In a letter submitted to parliament Khatami proposed current Labour and Social Affairs Minister Safdar Hosseini to replace Tahmasb Mazaheri as minister of economy and finance.
Nasser Khaleghi, a graduate of mechanical engineering and a lawmaker in the current parliament was nominated to replace Hosseini as head of the Labour and Social Affairs Ministry.
Vice President Mohammad Ali Abtahi, who presented the nominations to parliament, said the head of the Management and Planning Organisation (MPO) Mohammad Sattarifard would also be replaced, IRNA said.
Unlike the ministerial posts, the head of the MPO, which drafts the national budget and medium-term economic programmes, does not require approval by parliament.

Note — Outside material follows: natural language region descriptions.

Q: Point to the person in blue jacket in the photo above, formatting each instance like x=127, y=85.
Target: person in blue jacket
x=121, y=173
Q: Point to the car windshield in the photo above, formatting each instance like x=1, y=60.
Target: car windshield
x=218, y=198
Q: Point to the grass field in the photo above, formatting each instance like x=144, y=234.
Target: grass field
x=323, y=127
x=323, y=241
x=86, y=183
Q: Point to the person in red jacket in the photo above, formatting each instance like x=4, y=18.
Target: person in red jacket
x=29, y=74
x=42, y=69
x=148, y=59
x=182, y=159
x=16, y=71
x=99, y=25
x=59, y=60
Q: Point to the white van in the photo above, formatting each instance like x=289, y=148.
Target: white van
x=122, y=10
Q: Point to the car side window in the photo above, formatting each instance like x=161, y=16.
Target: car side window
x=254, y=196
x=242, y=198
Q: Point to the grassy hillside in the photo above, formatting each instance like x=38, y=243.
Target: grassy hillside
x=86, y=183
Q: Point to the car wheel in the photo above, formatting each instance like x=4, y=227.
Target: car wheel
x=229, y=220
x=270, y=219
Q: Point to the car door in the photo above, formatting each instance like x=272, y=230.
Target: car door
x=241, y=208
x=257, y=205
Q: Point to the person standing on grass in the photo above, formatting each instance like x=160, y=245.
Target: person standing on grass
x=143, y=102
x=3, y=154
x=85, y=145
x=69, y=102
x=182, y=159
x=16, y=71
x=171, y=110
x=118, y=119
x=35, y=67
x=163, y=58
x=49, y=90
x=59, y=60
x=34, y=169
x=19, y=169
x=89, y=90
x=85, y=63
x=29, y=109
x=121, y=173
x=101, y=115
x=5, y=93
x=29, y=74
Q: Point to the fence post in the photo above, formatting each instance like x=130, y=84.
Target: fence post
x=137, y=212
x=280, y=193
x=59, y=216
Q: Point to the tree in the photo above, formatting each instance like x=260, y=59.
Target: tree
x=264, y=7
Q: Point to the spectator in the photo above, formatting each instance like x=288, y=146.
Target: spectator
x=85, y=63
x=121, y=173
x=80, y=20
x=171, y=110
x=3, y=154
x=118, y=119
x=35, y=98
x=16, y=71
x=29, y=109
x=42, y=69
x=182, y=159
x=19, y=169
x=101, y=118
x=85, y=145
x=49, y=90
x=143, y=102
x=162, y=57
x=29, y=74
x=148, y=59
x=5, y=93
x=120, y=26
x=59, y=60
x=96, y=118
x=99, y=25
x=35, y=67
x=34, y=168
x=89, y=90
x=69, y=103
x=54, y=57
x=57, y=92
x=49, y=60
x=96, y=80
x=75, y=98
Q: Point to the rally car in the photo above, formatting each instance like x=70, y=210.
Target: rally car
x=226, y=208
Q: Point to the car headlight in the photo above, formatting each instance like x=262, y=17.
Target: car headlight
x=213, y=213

"This is intended to bring more co-ordination and integration in the last year of the current government," IRNA quoted Abtahi as telling reporters.
Analysts said the new appointments would have little impact on economic policy in what remains of Khatami's second term of office, which runs out in mid-2005. The reform-minded cleric is not eligible for re-election.
"Disputes between senior economic officials forced Khatami to change his team, but there won't be any change in the president's economic policies," said economic analyst Saeed Leylaz, who called the reshuffle as "untimely and meaningless."
Critics say Khatami's government has focused too heavily on trying to achieve political and social reform instead of tackling economic problems facing Iran's 66 million people.
Job creation, in particular, has fallen well behind government targets, causing unemployment to hover stubbornly around 16 percent.
The ministerial nominations are expected to be debated and approved in the remaining five weeks of the current parliament which is dominated by pro-reform Khatami supporters.
Conservative opponents of Khatami won control of parliament in elections in February which reformists said were rigged after hundreds of candidates were barred from standing.
Mazaheri, who joined Khatami's cabinet at the start of the president's second term in 2001, has focused heavily in recent months on the need to accelerate privatisation in a country where roughly 70 percent of the economy remains in state hands.